The Last of Us Part 2 is a plea for us to have patience and understand others. To look beyond our personal bias and experience and forgive those that we do not yet understand. It's a game full of brutality, violence and hatred, asking you to have empathy in their place. It communicates all of this in a way only games can.
With all of this said, I can't wrap my head around people's complaints. People who are upset that Joel is killed somehow missed that that's the point. You're supposed to be upset he is killed, players are so attached to him that it's the perfect set up for a revenge plot.
People who are upset that Ellie doesn't get revenge must've missed the entire last 13 hours of the game designed explicitly to undo your own anger and want for revenge. Every good revenge story ever shows you that revenge is bad, it's Revenge 101. The fact that some players seemingly wanted to kill Abby and celebrate concerns me.
The idea that this betrays the first game is baffling. It's a perfect extension of the themes and characters. Did people just want a retread? Did they want Joel and Ellie to travel across the country again? We still got plenty of satisfying Joel and Ellie moments in the form of flashbacks. Not to mention the revelation that Ellie knew about Joel's lie is one of the most powerful moments I've experienced in gaming.

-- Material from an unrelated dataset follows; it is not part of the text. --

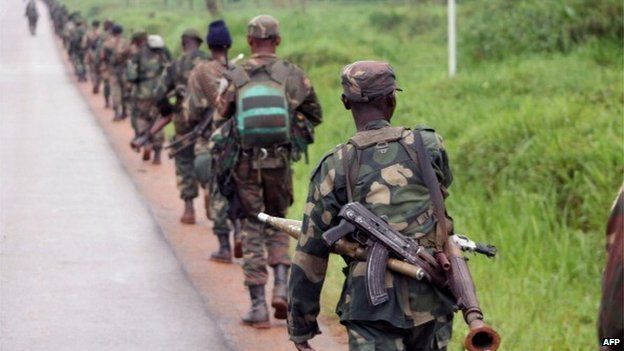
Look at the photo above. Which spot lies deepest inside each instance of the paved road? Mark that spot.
(82, 265)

As someone who has been incredibly excited to see games advance as a storytelling medium, this game feels like a milestone. Where narrative, gameplay, characters and player interaction are all in service to the themes of the work. Even little details, like the NPCs addressing each other by name come back full circle to the themes when we are shown these same people going about their lives. It's a tremendous game, it's scope and execution are bewildering. I don't think it would've seen such extreme backlash had there not been leaks, the spoilers without the context and how they are told got people angry and then they just decided to stay angry. It's ironic that a game denouncing tribalism and rashness has been greeted by so much of both.